Damit möchte ich natürlich nicht die wesentliche Aussage des Artikels infrage stellen, dass es Unterschiede gibt und dass es wichtig sein kann, diese hervorzuheben, vielleicht um evolutionäre Errungenschaften und Fortschritte zu beschreiben. Aber wie gesagt: das angemessen zu tun, also ohne etwas abzuwerten, ist eine Herausforderung.

Jochen Hansen
Per Email


Zum Artikel »Einheit von innen«, evolve Nr. 10

Ich möchte dem evolve-Team Dank sagen für eine so viele Leser bereichernde hingebungsvolle Arbeit und Beiträge, die über evolve das deutschsprachige Feld wunderbar begleiten und immer wieder zusammenführen. Es ist mir ein ganz persönliches Anliegen, dies zum Ausdruck zu bringen.
Heute möchte ich mich auf den Artikel von Wolfgang J. Aurose in der evolve 09 beziehen.
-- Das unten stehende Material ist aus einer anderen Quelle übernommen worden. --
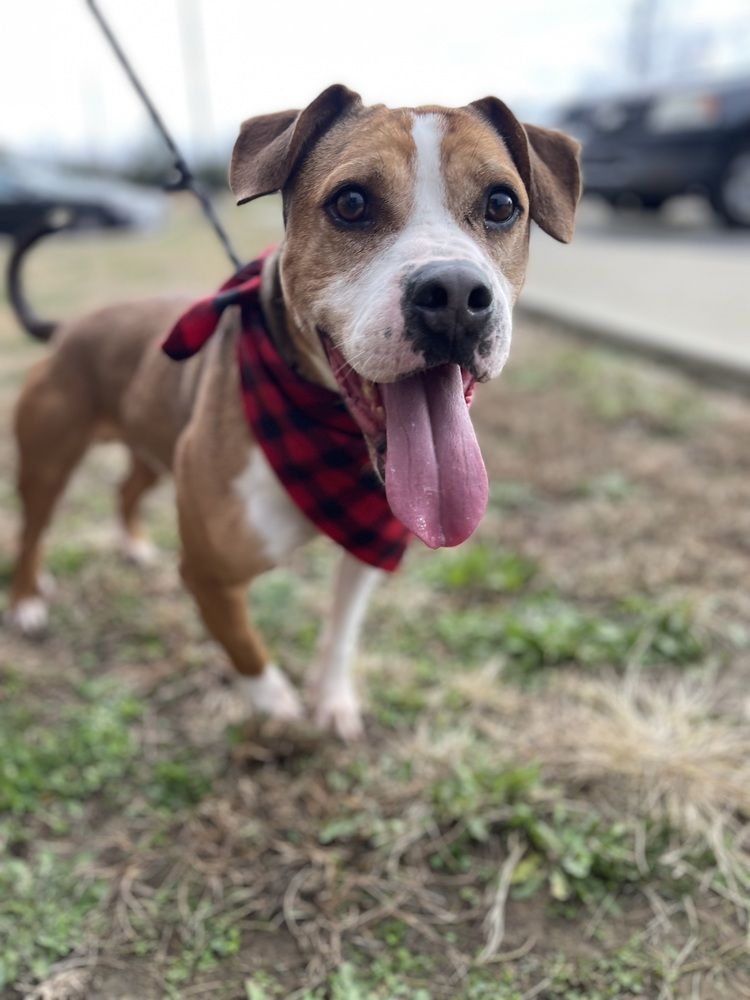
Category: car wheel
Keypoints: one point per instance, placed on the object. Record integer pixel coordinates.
(652, 202)
(731, 198)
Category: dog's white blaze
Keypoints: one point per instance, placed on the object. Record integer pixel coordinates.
(271, 513)
(372, 305)
(430, 203)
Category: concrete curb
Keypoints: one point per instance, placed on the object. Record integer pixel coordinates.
(716, 365)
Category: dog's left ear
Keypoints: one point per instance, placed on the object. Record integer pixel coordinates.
(270, 147)
(548, 163)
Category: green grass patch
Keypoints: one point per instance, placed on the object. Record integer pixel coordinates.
(544, 631)
(44, 908)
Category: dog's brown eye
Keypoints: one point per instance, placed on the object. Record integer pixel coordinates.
(501, 206)
(349, 205)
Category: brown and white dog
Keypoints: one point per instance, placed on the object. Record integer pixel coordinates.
(406, 243)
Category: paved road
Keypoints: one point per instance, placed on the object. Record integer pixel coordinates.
(676, 283)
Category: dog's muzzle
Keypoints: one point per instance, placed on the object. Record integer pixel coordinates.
(448, 310)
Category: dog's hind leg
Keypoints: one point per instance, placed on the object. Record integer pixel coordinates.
(224, 611)
(53, 432)
(331, 687)
(134, 544)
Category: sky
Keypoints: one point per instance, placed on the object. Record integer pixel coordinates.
(208, 64)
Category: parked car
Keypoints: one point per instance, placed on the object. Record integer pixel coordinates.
(641, 149)
(30, 191)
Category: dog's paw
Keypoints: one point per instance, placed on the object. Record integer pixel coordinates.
(28, 616)
(272, 694)
(338, 711)
(138, 551)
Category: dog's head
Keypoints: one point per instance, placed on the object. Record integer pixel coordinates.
(406, 247)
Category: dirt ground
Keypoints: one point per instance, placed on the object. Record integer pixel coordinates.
(265, 863)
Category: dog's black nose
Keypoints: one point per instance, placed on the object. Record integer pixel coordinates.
(449, 298)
Der Artikel hat mich sehr berührt und mich innerlich abgeholt. Insbesondere der Satz: »Doch in jedem Fall kann die Vision nur Wirklichkeit annehmen, wenn genügend Einzelne sich mit ihrem eigenen, erwachenden Seelenbewusstsein mit dem entstehenden Seelenfeld des vereinten Kontinents in Bezug setzen.«
Beruflich habe ich mich vor einiger Zeit mit meinen Kolleginnen im Center for Human Emergence (CHE D-A-CH) auf eine Erforschungsreise zum Thema Europa und was es zusammenhält begeben. Ein sehr spannender und offener Prozess allemal. Wir sind u. a. energetisch eingetaucht in die Qualität der sich untereinander seit jeher vermählenden europäischen Königshäuser, sodass auf dieser Ebene schon jetzt von
europäischen Familien(banden) gesprochen werden kann. Auch in der Wissenschaft und Kunst ist es nicht anders gewesen. Europa ist seit jeher sehr reich an gemeinsamen Schicksalen und Verbindungen auf vielfältigsten Ebenen. Diese unterstützen sicherlich auch die weitere Emergenz des Seelenfelds Europa. Da ich auch der Schattenarbeit als Aufgabe im Persönlichen wie Kollektiven sehr verbunden bin, finde ich den Beitrag einfach nur wahr und gut – aller vorwärts- und rückwärtsgewandten Möglichkeiten und Chancen gewahr seiend.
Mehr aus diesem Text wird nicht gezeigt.